The passage of Question 1 in Massachusetts in the November elections, while not applicable to construction equipment dealers, showed that the Right to Repair (R2R) movement is alive and well.
Proponents of Question 1 said it would create a level playing field for independent vehicle and parts shops by giving them access to OEM vehicle software used to diagnose and repair problems. The 2020 legislation was an update to a 2013 law, created specifically to include vehicle telematics.
While the Massachusetts legislation excluded off-road machines, construction equipment OEMs and dealers are aware they could be included in the next round of R2R legislation coming from states.
“The standard R2R bill we’re seeing in states across the country doesn’t differentiate between agricultural and construction equipment,” says Natalie Higgins, vice president of government relations and general counsel with the agricultural-side Equipment Dealers Association.
“There were close to 30 bills introduced in 2019, and I anticipate there will be a similar number of bills introduced in 2021,” she says. Daniel Fisher, vice president of government affairs for the Associated Equipment Distributors, says his group also expects a similar push this year.

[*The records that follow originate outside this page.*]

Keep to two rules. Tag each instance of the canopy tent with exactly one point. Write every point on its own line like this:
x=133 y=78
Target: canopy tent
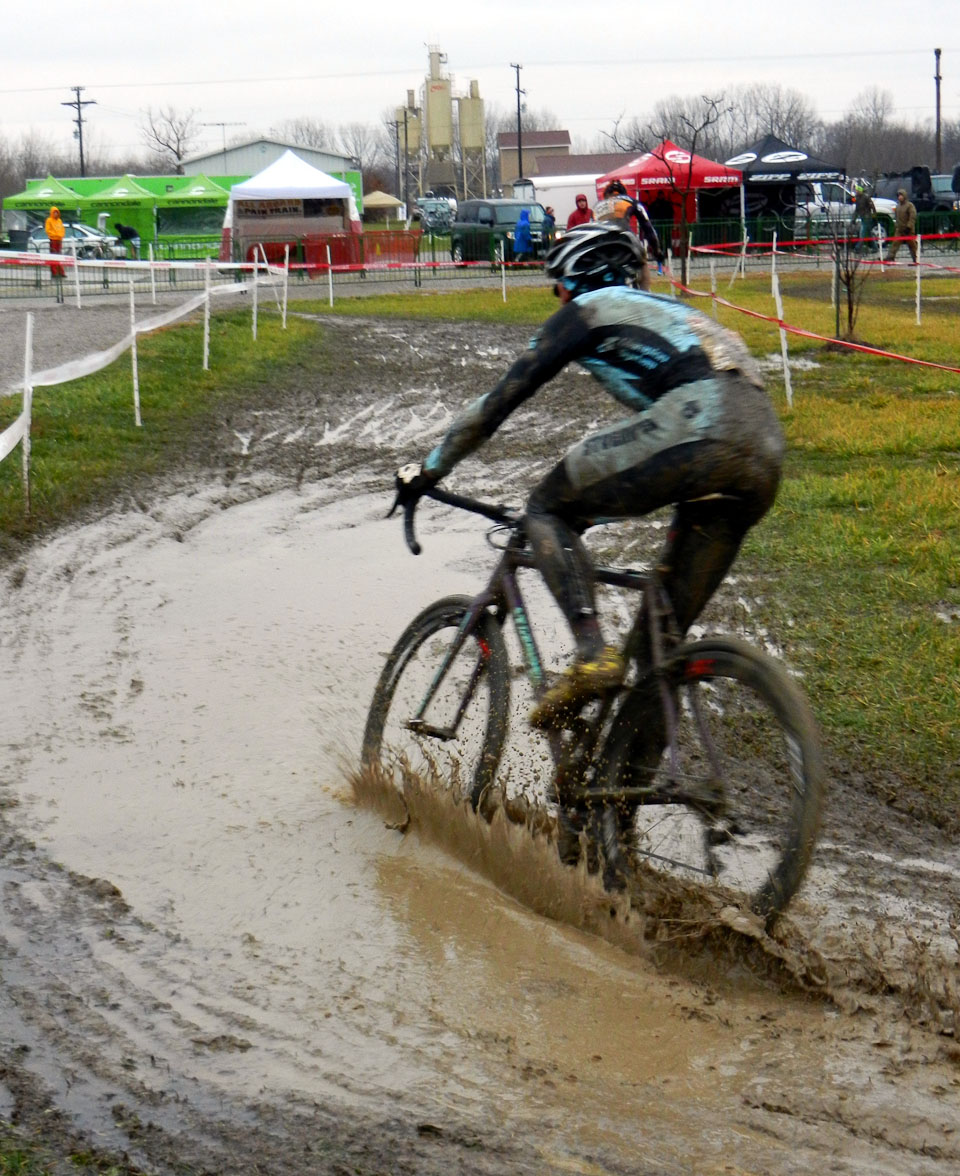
x=291 y=178
x=285 y=205
x=671 y=173
x=381 y=204
x=772 y=169
x=32 y=207
x=124 y=201
x=773 y=161
x=192 y=206
x=670 y=166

While the concerns of the pandemic sidelined R2R initiatives in 2020, some states on EDA’s R2R radar are New York, Minnesota, Colorado and Missouri. “We want to be prepared, and we’re doing the same groundwork that we’ve done previously,” Higgins says. “We’re ready to go.”
The “we” Higgins is referring to is the Coalition Opposed to Illegal Tampering, which was formed last year and includes EDA and AED along with the Association of Equipment Manufacturers, the Truck and Engine Manufacturers Association and the Outdoor Power Equipment Institute.

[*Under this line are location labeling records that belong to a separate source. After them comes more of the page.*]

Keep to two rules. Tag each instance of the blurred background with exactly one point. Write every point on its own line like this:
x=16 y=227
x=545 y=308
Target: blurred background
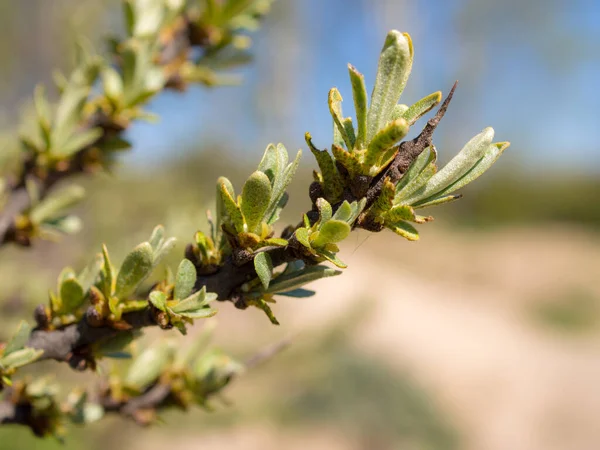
x=483 y=335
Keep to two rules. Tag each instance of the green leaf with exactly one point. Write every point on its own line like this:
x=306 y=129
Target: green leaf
x=89 y=275
x=19 y=339
x=107 y=273
x=331 y=232
x=384 y=139
x=422 y=107
x=159 y=300
x=400 y=212
x=458 y=166
x=256 y=196
x=55 y=204
x=157 y=237
x=72 y=295
x=298 y=293
x=135 y=268
x=302 y=237
x=19 y=358
x=325 y=211
x=395 y=63
x=340 y=131
x=268 y=164
x=230 y=208
x=200 y=313
x=423 y=160
x=264 y=268
x=296 y=279
x=492 y=154
x=149 y=365
x=186 y=279
x=195 y=301
x=404 y=229
x=163 y=250
x=332 y=182
x=359 y=93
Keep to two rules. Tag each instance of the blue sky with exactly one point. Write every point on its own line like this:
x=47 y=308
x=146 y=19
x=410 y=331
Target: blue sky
x=530 y=70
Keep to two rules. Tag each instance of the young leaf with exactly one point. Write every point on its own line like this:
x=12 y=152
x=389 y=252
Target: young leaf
x=458 y=166
x=330 y=233
x=149 y=365
x=293 y=280
x=384 y=139
x=256 y=196
x=422 y=107
x=159 y=300
x=264 y=268
x=359 y=92
x=229 y=206
x=19 y=339
x=72 y=295
x=395 y=63
x=135 y=268
x=186 y=279
x=404 y=229
x=19 y=358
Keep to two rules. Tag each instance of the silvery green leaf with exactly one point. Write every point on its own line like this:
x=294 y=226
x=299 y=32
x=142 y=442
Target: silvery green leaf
x=56 y=203
x=384 y=139
x=107 y=274
x=332 y=182
x=293 y=280
x=256 y=196
x=404 y=229
x=325 y=211
x=422 y=107
x=264 y=268
x=149 y=365
x=458 y=166
x=331 y=232
x=186 y=279
x=157 y=237
x=163 y=250
x=268 y=163
x=159 y=300
x=359 y=93
x=332 y=257
x=43 y=110
x=135 y=268
x=418 y=165
x=400 y=212
x=399 y=111
x=437 y=201
x=298 y=293
x=19 y=358
x=195 y=301
x=395 y=63
x=19 y=339
x=76 y=142
x=340 y=129
x=112 y=84
x=72 y=295
x=230 y=207
x=89 y=274
x=302 y=237
x=344 y=212
x=200 y=313
x=491 y=155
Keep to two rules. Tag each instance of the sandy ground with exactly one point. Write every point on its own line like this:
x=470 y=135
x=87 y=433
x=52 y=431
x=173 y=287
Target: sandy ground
x=453 y=310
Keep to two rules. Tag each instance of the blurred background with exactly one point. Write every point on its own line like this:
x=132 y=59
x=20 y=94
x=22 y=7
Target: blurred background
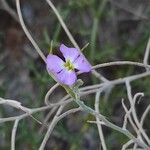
x=115 y=30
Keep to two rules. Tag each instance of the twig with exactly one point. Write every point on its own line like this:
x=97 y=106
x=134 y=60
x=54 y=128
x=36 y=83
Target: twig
x=97 y=99
x=147 y=53
x=134 y=113
x=7 y=8
x=13 y=135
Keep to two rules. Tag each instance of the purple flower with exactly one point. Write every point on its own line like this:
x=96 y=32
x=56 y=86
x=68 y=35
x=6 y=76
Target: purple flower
x=64 y=71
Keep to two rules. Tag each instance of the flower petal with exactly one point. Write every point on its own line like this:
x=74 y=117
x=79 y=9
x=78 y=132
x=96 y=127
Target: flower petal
x=54 y=63
x=69 y=53
x=67 y=77
x=82 y=64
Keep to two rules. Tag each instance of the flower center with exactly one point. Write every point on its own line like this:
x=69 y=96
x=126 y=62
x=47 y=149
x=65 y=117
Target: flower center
x=69 y=65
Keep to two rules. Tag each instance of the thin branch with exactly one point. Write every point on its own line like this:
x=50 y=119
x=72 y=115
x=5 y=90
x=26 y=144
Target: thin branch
x=50 y=92
x=97 y=99
x=13 y=135
x=147 y=53
x=144 y=115
x=7 y=8
x=121 y=63
x=134 y=112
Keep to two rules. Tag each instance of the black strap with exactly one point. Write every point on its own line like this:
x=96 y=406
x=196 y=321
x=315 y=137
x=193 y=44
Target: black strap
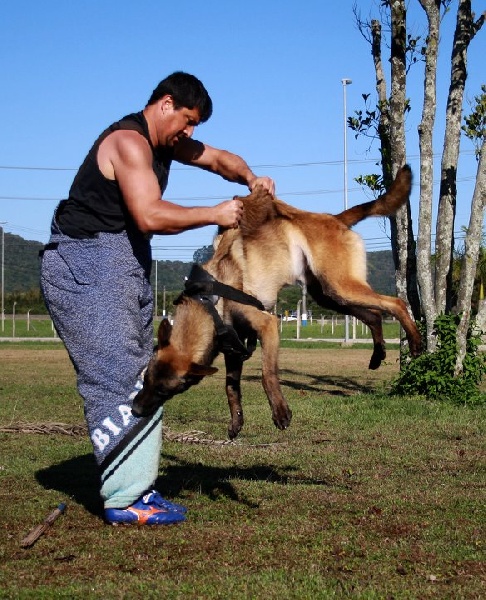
x=207 y=290
x=200 y=282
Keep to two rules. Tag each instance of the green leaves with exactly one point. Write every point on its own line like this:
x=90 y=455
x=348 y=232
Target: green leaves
x=432 y=373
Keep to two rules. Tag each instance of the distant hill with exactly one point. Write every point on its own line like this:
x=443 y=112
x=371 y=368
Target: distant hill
x=21 y=268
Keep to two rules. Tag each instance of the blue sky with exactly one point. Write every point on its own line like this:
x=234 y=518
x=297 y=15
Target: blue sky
x=272 y=68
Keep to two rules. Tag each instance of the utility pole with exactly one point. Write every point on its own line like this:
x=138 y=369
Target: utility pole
x=3 y=223
x=345 y=83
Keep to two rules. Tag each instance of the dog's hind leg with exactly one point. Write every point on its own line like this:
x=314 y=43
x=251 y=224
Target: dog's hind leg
x=234 y=367
x=270 y=341
x=371 y=318
x=358 y=294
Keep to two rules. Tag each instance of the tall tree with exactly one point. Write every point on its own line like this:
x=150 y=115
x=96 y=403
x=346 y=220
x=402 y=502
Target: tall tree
x=434 y=278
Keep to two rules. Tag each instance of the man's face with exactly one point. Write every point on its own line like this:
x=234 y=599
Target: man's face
x=176 y=123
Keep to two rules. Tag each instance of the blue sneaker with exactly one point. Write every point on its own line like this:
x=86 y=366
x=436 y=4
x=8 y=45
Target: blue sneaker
x=150 y=509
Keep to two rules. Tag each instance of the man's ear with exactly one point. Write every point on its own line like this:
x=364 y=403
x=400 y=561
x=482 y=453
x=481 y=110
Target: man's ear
x=167 y=103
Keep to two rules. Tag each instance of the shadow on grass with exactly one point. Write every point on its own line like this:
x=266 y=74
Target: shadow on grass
x=319 y=383
x=78 y=479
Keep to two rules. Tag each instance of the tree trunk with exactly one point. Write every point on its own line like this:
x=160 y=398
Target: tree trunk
x=425 y=131
x=401 y=225
x=444 y=244
x=470 y=259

“The concerns are the same whether you’re selling a combine or a backhoe,” Higgins says.
Advocates for R2R chiefly come from two places: consumer electronics and agricultural equipment owners. Members of these groups and others argue that they should have full access to a machine’s software and thus be capable of repairing any problems without having to first go to a dealer.
While this can sound reasonable, the coalition says the downsides are significant. Accessing software codes could lead to safety features being disarmed and emissions controls turned off, they argue.
While that can sound appealing to equipment owners tired of the challenges of Tier 4 engines and diesel exhaust fluid, disarming emissions controls also makes the machine illegal for sale in the U.S.
This was underlined last month when the EPA issued an enforcement alert detailing the actions (including fines of more than $2 million) it had taken against companies manufacturing, selling and installing what is commonly known as “defeat devices.” Since residual value is a key part of a user’s machine owning costs, there’s a question whether the perceived short-term gain is worth the long-term cost.
Concerned about potential inclusion of construction equipment in future R2R legislation, construction dealers are paying attention. At last year’s Associated Equipment Distributor’s Summit, it was the subject of an educational seminar.
To date, R2R legislation has focused on the on-road and agricultural sectors. Since some dealers play in both sectors, AED and its members are leery of an extension of R2R legislation to construction dealers. Other industries that also have to be on the alert are marine and outdoor power dealers.
Coalition-member Association of Equipment Manufacturers launched a PR campaign that included co-sponsorship of the R2Rsolutions.org website, producing a video that articulates the OEM/dealer position, albeit primarily from an ag equipment viewpoint.
In addition, AEM and EDA have issued a “Statement of Principles,” saying they are committed to providing customers with repair information, fleet management information and diagnostic tools for assessing the severity of machine alerts. The coalition is using this voluntary commitment as a demonstration that it isn’t objecting to customer equipment repairs per se.
Higgins also recommends dealers go to illegaltampering.com and look at the dealer resources.